La esencia de Dios es el amor. La debilidad del Padre Todopoderoso es la misericordia. Ese debe ser nuestro mensaje y la actitud con la que vivimos y testimoniamos nuestra fe en Cristo.
Si no somos testigos del amor compasivo y misericordioso, revisémonos a la luz del Evangelio y pidamos humildemente perdón, que implica necesariamente conversión, cambio de vida, y seguir a Cristo en lo que hace y cómo lo hace.
Pidamos al Señor que nos conceda imitar también a San José en sus gestos y actitudes: ser custodios de la familia, de los niños, de las mujeres, de los ancianos, de los más débiles y necesitados y, con humildad, saber discernir la voluntad de Dios, dejando de lado nuestros proyectos personales para ser instrumentos eficaces al servicio del Reino en nuestra sociedad.

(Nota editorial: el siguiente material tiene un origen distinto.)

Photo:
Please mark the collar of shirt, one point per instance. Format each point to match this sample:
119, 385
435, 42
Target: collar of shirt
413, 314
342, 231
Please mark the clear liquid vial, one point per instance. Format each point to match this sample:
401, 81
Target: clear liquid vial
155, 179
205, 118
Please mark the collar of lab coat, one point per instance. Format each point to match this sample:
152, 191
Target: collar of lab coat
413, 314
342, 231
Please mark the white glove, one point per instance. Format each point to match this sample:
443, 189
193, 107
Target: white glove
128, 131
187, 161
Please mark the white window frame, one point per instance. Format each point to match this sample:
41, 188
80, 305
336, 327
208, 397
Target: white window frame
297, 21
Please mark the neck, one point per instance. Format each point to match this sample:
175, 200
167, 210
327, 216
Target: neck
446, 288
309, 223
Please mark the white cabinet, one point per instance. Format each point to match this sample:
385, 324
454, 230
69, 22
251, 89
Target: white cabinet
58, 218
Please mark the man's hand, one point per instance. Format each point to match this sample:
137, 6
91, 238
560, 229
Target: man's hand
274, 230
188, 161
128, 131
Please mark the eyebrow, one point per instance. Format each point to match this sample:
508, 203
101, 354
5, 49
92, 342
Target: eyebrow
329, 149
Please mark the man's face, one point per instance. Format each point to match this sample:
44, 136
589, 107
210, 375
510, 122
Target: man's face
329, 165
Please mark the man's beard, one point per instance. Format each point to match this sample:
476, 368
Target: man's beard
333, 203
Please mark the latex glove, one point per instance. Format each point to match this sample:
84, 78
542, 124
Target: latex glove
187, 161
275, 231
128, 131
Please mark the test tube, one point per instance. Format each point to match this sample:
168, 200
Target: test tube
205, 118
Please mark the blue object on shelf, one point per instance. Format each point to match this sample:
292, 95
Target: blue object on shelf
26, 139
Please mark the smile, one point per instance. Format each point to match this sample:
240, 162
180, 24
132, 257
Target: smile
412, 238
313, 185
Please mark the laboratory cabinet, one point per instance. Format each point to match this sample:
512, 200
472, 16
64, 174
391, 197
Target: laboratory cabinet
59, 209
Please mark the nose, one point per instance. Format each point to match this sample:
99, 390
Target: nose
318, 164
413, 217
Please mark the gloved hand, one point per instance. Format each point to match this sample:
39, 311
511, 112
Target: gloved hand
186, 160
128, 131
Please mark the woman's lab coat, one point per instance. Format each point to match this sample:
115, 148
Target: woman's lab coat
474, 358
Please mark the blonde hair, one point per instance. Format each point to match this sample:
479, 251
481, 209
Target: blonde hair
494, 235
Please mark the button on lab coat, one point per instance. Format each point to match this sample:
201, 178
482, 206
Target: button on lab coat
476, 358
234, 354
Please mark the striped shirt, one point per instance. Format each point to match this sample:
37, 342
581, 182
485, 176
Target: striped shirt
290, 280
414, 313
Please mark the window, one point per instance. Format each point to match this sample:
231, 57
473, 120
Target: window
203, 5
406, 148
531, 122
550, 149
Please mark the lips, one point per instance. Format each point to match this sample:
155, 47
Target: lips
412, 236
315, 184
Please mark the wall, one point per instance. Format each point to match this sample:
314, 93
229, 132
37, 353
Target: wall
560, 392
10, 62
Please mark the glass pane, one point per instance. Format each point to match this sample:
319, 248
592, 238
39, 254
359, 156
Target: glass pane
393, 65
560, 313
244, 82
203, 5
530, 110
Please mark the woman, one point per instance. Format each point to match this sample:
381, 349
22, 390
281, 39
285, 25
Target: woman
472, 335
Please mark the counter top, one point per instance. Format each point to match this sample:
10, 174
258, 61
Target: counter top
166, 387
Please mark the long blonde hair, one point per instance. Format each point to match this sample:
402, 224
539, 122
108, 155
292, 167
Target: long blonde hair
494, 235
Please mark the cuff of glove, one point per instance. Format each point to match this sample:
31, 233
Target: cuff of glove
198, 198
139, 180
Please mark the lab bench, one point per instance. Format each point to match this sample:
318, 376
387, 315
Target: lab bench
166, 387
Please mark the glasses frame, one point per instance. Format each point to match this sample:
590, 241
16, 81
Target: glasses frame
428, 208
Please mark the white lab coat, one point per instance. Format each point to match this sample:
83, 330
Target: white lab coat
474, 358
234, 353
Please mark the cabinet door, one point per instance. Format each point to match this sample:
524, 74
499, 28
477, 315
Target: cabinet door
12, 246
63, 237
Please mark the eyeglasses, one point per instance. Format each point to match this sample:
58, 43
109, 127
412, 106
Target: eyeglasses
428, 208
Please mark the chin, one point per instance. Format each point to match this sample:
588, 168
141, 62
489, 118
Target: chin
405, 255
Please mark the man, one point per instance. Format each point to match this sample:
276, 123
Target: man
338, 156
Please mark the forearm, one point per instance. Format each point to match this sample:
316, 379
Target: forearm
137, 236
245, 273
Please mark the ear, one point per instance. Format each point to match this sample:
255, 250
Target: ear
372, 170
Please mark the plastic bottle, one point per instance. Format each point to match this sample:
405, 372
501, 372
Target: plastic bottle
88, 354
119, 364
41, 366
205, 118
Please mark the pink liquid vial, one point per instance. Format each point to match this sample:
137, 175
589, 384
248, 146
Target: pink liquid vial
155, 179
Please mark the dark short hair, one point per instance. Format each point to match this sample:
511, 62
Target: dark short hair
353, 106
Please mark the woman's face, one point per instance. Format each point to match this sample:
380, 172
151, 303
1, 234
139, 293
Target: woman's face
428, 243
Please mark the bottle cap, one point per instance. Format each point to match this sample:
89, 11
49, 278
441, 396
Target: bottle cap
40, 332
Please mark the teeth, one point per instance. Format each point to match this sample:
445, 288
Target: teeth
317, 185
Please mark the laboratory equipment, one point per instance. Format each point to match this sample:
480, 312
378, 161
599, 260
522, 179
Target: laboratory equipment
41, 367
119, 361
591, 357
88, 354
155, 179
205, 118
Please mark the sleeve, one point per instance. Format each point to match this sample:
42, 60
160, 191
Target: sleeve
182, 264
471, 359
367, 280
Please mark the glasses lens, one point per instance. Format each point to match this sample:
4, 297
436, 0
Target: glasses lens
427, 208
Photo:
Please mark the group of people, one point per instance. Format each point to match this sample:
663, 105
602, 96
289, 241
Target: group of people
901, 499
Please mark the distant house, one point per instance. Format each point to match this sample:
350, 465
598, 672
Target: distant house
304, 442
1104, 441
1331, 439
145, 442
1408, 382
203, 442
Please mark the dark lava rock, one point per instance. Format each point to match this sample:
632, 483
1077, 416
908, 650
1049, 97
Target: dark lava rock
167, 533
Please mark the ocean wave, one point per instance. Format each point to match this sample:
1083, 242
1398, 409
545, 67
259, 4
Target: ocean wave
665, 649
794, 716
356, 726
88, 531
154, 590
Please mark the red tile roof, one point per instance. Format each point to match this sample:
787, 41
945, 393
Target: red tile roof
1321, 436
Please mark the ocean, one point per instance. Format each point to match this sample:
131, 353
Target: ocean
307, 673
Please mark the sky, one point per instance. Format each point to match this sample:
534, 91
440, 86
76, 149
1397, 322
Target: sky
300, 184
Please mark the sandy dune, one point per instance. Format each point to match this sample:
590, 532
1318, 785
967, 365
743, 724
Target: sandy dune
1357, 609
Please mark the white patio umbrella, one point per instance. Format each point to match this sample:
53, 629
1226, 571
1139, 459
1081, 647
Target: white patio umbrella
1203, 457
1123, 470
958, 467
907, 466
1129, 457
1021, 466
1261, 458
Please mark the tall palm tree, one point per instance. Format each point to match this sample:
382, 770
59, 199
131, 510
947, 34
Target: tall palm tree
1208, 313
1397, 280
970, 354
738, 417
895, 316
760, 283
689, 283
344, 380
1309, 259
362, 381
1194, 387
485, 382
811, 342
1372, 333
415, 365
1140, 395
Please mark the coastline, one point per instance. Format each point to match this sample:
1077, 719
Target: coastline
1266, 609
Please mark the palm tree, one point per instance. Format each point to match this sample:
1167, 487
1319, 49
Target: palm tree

Finalmente, culmino este mensaje con las palabras de Francisco hace diez años: para «custodiar», también tenemos que cuidar de nosotros mismos. Recordemos que el odio, la envidia, la soberbia ensucian la vida. Custodiar quiere decir entonces vigilar sobre nuestros sentimientos, nuestro corazón, porque ahí es de donde salen las intenciones buenas y malas: las que construyen y las que destruyen. No debemos tener miedo de la bondad, más aún, ni siquiera de la ternura.
Recemos todos los días y en todo momento por las intenciones del Santo Padre, el Papa Francisco, tal como él lo pide: “por favor, no se olviden de rezar por mí”.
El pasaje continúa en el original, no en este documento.